Acerca de las formas físicas de esta degeneración no merece la pena hablar, como tampoco de que la abuela no dirigía la palabra al abuelo que, a su vez, muy raramente hablaba con mi padre, convidan día tras día sin saludarse siquiera, hacían como si no se vieran, a pesar de que la casa en que vivía mi padre pertenecía al abuelo.

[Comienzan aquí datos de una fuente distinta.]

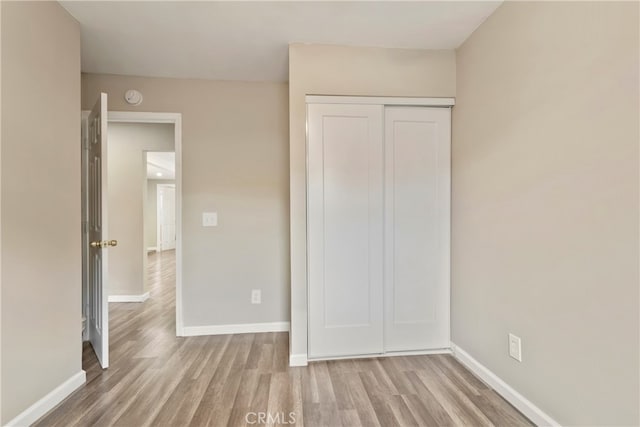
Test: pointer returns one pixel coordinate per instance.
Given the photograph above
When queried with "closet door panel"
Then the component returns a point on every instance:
(417, 188)
(345, 229)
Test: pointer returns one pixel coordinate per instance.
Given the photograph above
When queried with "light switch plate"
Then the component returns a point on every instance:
(515, 347)
(256, 296)
(209, 219)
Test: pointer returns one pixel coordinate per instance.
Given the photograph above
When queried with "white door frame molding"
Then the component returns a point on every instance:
(159, 188)
(176, 120)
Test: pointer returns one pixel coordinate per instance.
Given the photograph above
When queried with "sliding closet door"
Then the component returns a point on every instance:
(417, 200)
(345, 229)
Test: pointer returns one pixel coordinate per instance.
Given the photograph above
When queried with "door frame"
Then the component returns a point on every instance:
(158, 225)
(176, 120)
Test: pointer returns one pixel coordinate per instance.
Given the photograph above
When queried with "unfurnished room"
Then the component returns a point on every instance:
(319, 213)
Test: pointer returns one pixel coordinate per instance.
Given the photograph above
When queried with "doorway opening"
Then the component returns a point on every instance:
(124, 187)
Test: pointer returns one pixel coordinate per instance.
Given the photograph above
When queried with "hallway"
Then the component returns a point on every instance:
(156, 379)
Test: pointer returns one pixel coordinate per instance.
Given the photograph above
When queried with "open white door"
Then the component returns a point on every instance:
(97, 229)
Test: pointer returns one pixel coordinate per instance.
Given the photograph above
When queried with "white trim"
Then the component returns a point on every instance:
(243, 328)
(129, 298)
(520, 402)
(48, 402)
(380, 100)
(298, 360)
(386, 354)
(176, 119)
(143, 117)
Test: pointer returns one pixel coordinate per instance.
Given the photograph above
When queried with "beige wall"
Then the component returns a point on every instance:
(234, 159)
(127, 186)
(339, 70)
(151, 211)
(545, 205)
(41, 260)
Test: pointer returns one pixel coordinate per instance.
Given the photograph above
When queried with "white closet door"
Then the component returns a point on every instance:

Ni aún hoy podría afirmar si para ser feliz es preferible saber o ignorar; pero a pesar de que yo procuraba habituarme a estas mentiras, adaptándome al sistema y hasta contribuía con mis propios engaños a su buen funcionamiento, a pesar de que desconocía su origen y ni siquiera sabía cuál era su finalidad ni qué era lo que se pretendía tapar, no dejaba de darme cuenta de ciertas cosas: sabía, por ejemplo, que la enfermedad del abuelo era auténtica y grave, que cualquier ataque podía ser mortal y, como la abuela observaba los ataques con indiferencia y sin auxiliarle, me parecía que ella estaba esperando precisamente que se muriera; también sabía que la enfermedad de mi hermana era incurable, que había nacido con el cerebro dañado irreparablemente, pero el remordimiento por las circunstancias de su nacimiento o, quizá, de su concepción, es decir, la causa del mal, si la había, habían inducido a mis padres a sellar un pacto para encubrirla, y no perdían ocasión de manifestar su confianza en una curación, tratando con ello de proteger un secreto que nadie debía descubrir; en nuestra familia era como si cada cual se sirviera de la mentira para tener en sus manos la vida de los demás; sí, y por un movimiento casual descubrí también que mi madre no guardaba cama porque estuviera convaleciente de una operación de vesícula.